ということは、全部私の早とちり…?
全てを理解した私は、ひとり魔界の城に乗り込んできたことが急に恥ずかしくなった。
わけも聞かずに自分の気持ちだけ並べて、こんなの、お願いを聞いてほしくて駄々をこねる子どもみたいじゃないか。
一方、ルキはニヤリと口角を上げてどこか嬉しそうだ。
「お前は俺を連れ戻そうとしにきたのか?」
「あ、えっと…。すみません、魔王に戻るつもりなのかと思って…」
「ふふ。可愛いやつだ」
かっ…!?
心臓を狙った銃弾が飛んできて、見事命中した。
目の前にいるのは本当にルキ?一ヶ月前と別人みたい。こんなセリフをさらっと言うような性格だった?

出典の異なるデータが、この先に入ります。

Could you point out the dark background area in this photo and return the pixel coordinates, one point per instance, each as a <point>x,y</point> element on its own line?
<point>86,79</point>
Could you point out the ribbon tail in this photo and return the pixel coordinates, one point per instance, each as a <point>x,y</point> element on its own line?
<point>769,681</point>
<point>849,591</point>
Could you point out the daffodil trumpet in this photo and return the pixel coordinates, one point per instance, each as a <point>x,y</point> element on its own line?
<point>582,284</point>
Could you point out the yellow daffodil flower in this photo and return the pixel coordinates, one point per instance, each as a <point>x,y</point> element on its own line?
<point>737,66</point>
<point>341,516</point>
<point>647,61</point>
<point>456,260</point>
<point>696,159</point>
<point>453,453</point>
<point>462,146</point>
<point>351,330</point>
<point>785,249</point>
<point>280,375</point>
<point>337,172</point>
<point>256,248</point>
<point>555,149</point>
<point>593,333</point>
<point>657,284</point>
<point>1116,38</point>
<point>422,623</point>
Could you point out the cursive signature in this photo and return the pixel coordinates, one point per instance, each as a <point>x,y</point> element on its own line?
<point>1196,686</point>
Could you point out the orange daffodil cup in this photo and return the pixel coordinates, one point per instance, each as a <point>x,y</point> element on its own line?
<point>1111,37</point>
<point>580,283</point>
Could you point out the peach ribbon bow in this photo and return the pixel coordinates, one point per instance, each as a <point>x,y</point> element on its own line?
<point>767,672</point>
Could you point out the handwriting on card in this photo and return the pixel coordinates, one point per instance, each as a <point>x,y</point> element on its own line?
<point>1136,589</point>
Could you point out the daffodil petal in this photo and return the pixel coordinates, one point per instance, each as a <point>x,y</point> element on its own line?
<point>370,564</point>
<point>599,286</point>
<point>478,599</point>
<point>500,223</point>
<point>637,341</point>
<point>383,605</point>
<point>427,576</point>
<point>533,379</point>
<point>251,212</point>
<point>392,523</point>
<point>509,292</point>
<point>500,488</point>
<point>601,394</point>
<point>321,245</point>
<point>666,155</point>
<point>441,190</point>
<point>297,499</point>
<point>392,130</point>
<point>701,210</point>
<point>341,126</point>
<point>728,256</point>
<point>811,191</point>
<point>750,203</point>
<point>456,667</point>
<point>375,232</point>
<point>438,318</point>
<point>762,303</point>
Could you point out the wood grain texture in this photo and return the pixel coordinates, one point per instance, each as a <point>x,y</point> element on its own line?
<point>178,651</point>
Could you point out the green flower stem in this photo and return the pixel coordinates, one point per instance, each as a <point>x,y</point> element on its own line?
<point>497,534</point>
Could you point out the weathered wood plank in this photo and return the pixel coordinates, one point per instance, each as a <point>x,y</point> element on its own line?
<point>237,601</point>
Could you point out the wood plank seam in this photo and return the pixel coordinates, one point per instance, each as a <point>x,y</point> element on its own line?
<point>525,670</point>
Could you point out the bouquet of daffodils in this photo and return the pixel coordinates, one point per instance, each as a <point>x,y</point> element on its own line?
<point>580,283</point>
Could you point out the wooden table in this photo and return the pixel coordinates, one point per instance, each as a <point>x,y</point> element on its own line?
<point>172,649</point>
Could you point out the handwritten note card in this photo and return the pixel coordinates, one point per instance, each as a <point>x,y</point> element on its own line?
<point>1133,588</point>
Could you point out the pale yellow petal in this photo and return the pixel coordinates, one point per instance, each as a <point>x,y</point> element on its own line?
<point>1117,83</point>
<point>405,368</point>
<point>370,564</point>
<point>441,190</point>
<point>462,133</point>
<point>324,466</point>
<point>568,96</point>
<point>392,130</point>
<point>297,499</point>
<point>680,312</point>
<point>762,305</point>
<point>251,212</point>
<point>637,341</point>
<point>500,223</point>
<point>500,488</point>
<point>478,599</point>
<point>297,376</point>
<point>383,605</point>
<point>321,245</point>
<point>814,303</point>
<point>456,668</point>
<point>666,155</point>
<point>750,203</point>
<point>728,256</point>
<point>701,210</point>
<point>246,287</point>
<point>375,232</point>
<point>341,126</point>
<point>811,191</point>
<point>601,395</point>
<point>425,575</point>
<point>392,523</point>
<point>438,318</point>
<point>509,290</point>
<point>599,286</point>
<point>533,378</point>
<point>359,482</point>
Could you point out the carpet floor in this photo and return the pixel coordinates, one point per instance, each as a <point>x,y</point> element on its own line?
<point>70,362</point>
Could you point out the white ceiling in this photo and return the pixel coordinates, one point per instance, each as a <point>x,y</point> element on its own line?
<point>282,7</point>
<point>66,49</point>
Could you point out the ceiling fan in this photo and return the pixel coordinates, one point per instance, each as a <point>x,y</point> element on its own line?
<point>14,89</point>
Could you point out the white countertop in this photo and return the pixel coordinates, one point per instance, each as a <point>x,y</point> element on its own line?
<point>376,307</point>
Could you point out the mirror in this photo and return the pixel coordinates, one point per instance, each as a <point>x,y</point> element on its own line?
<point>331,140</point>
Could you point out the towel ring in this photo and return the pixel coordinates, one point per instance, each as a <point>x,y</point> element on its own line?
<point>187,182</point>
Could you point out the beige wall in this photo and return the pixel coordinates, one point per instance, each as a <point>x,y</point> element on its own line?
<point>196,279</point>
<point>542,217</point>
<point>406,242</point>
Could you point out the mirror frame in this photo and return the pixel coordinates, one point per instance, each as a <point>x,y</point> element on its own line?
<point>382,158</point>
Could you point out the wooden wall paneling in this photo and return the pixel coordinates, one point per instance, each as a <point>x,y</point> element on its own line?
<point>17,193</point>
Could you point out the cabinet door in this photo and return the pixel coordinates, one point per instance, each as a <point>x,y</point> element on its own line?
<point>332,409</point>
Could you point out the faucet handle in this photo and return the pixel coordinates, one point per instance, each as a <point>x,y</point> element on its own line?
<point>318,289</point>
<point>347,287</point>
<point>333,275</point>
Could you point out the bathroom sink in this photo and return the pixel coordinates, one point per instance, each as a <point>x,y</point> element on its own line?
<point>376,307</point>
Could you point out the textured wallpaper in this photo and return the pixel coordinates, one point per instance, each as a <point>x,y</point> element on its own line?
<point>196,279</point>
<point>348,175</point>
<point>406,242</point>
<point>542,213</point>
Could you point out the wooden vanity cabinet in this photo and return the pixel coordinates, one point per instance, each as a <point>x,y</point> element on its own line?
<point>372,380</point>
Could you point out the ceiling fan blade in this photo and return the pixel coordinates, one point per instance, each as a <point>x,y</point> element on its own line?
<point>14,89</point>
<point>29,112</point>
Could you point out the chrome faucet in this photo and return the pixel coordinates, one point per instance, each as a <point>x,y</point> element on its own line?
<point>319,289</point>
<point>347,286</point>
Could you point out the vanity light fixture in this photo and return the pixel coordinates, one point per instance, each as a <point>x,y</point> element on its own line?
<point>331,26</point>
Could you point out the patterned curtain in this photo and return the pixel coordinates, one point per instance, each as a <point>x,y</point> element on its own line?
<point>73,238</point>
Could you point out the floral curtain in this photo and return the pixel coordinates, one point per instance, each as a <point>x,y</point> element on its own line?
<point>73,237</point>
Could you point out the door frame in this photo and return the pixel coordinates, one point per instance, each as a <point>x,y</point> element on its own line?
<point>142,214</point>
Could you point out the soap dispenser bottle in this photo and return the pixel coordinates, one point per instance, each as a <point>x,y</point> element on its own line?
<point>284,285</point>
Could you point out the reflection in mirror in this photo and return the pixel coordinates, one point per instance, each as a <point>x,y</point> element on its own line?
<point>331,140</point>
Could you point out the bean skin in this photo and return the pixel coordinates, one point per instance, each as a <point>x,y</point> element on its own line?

恥ずかしさのあまり動揺していると、ルキは私の手を引いた。隣に座らされ、体が柔らかいソファに沈む。
「ミレーナが帰ってきたら店に戻るつもりだった。俺と会えないことがそんなに寂しかったのか?」
「さ、寂しいというか、ルキとは半年間一緒に居ましたし、挨拶もなしにいなくなられてびっくりして…」
「大丈夫だ。今さらお前と離れる気はない」
見つめ合う瞳。
彼の表情はどこまでも優しくて、目が逸らせなかった。
その時、視線だけ動かしたルキは低く唸る。